Drake’s Bay is an old school mystery novel, the type of mystery that relies on intelligent plot twists and well-paced revelations to draw the reader along, rather than relentless violence and gore. There is a murder, but Roberts discreetly avoids graphic descriptions of the killing or the body, other than to say that it was a “brutal” murder.
The main character is Ethan Storey, a fifty-something history professor at San Francisco State, who lives on a boat with his longtime girlfriend Kay. Storey is offered the chance to catalogue a rare collection of historical books. After working on the collection for a while, it is revealed that the aim of the project is not just to catalogue and appraise the books, but to find the lost logbooks of Sir Francis Drake, which are supposedly hidden somewhere in the building with the rest of the collection. The logbooks, if found, would be priceless.
However, it becomes clear that the owner of the collection is not the only one interested in finding the logbooks, and after one former researcher of the collection winds up murdered (brutally), Ethan’s job is no longer the straightforward academic assignment it seemed to be. Sean Ballentine, the scion of a powerful academic family involved with UC Berkeley, begins to put pressure on Ethan, to get him to reveal what he knows about the collection. To complicate matters further, Ethan’s lover Kay, an attorney, has taken a job as part of Ballentine’s legal team.

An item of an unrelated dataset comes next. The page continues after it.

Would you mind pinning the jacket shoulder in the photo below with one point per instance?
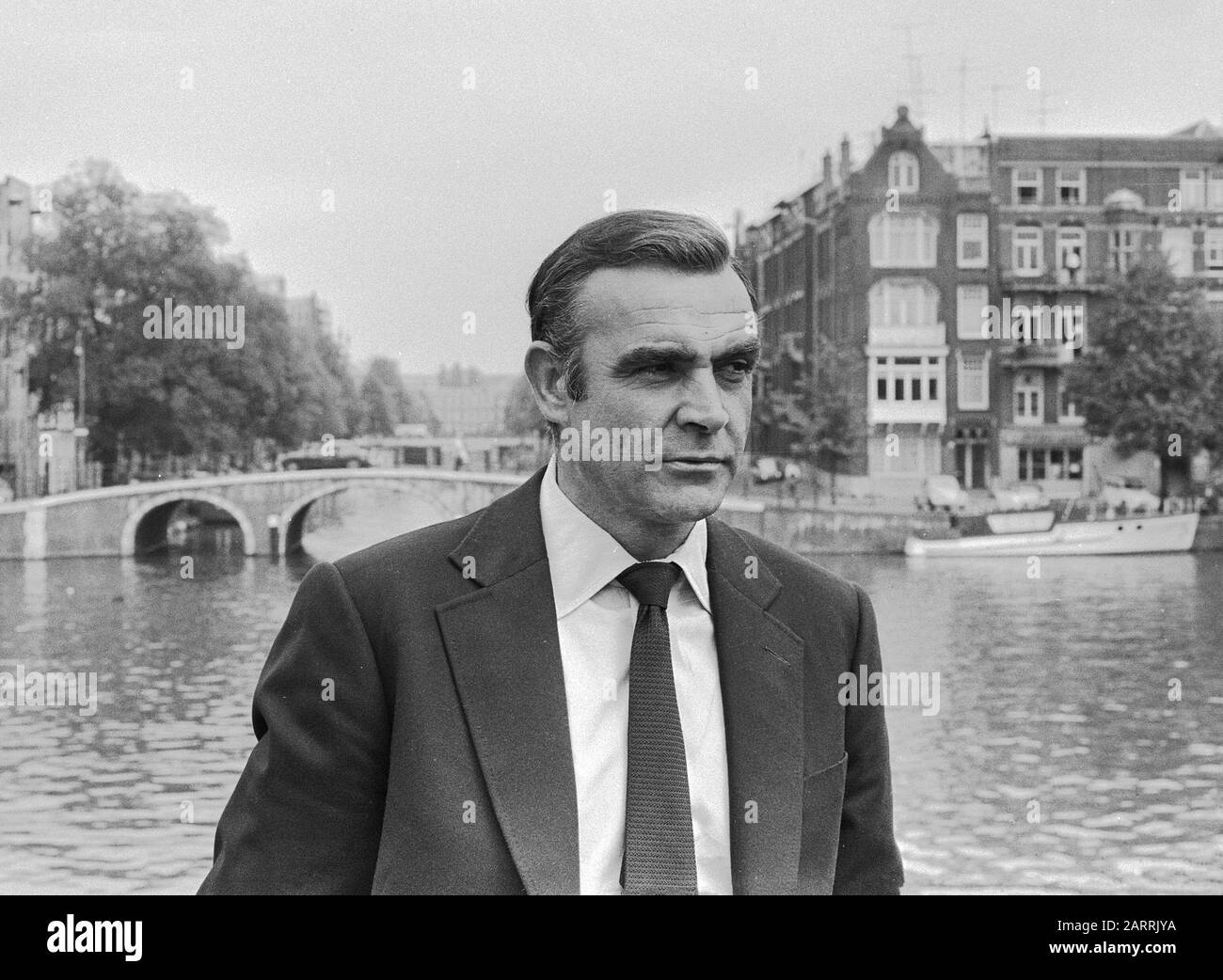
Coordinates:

One of the most enjoyable features of Roberts’s novel is that just when Ethan thinks he has the last piece of the puzzle – the truth at last! – something happens that changes everything he thought he knew. And Roberts feeds you these new pieces of information just often enough to keep you reading right through to the end (I read the book in just two sessions, which is no easy feat when you have three kids). His past relationship with his father, who turns out to have been a far more mysterious man than Ethan ever suspected, his difficulties with Kay, and the changes in his own personality that the adventure brings about, are all deftly entwined to make the novel more than just a mystery.
Roberts’s writing is mostly straightforward, well-written prose, with occasional lovely forays into lyricism. For instance, here Ethan tells how his father rarely spoke of his mother, who died when Ethan was very young:
[T]he few times he began a sentence with your mother and I. . . he would look at me obliquely as if searching for her in me, and his confused, inarticulate loving for us both flashed bright and brief as a strobe.
And here, he describes the mercurial San Francisco fog: “This was one of its best moods, when for some reason the fog burned off from below, lifting its skirts to show off a day of warm sun, under a diaphanous white ceiling like a wedding tent.”
Roberts clearly knows a lot about boats and sailing, and writes beautifully about nature and the sea. However, if you don’t know much about sailing or boats, you may find yourself perplexed by passages like, “A few minutes after we cleared the bridge, the wind slapped the trysail full with an enormous pop, and it heeled our tonnage over like a day sailer.” Apparently this is not a bad thing, because in the next paragraph they are still afloat. But don’t ask me exactly what it means. Unfortunately, Roberts either assumes you know, is unwilling to explain it, or both.
Fortunately, these passages are not critical to enjoying the novel and its many twists and turns. Roberts knows his way around a good mystery as well as he knows his way around a boat.